Germane looks to educate through music
Recording artiste Germane is literally a teacher first, who is now using music as his medium to educate.
He launched onto the music scene with his first single I Can't Breathe, a song that dissected the issue of racism following the killing of George Floyd. This single got selected to play at last year's Nuit Blanche Art's Festival, hosted by the City of Toronto. Germane followed that up with a pulsating track called Crime Plan, that calls on the youth to work together and build up Jamaica, and not allow corruption and crime to lead them down a pathway of destruction.
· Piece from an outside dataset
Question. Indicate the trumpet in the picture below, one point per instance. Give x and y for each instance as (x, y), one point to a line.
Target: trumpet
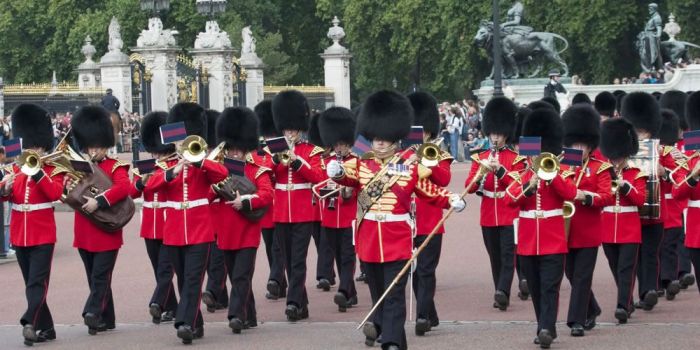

His latest single, Jamaica's Prayer, picks up right where Crime Plan left off. The song is a soulful dancehall track that asks for divine intervention to stop the senseless killings in the country. The song recalls Marcus Garvey as an example of Jamaican strength and integrity, and acknowledges the feat of emancipation from slavery, reminding each young Jamaican of their inner potential. Its refrain ominously warns of the perils that a life of crime and violence brings, but suggests prayer as the intervening force before those perils come to pass.
Germane got into music based on the encouragement of his students. He was teaching at Dene High School, Saskatchewan, Canada, when he wrote his first song. He wrote it to encourage the students to use music as a means of telling their own story about social issues which concern them. The students, in turn, asked him to pursue his dreams of making music.
He got hooked on the idea and has not stopped writing songs since that time. Germane's diverse musical interests seep into the music he creates, and he has already written songs across three different genres. The word 'germane' means 'relevant', and the artiste is determined to make music that will remain relevant for years.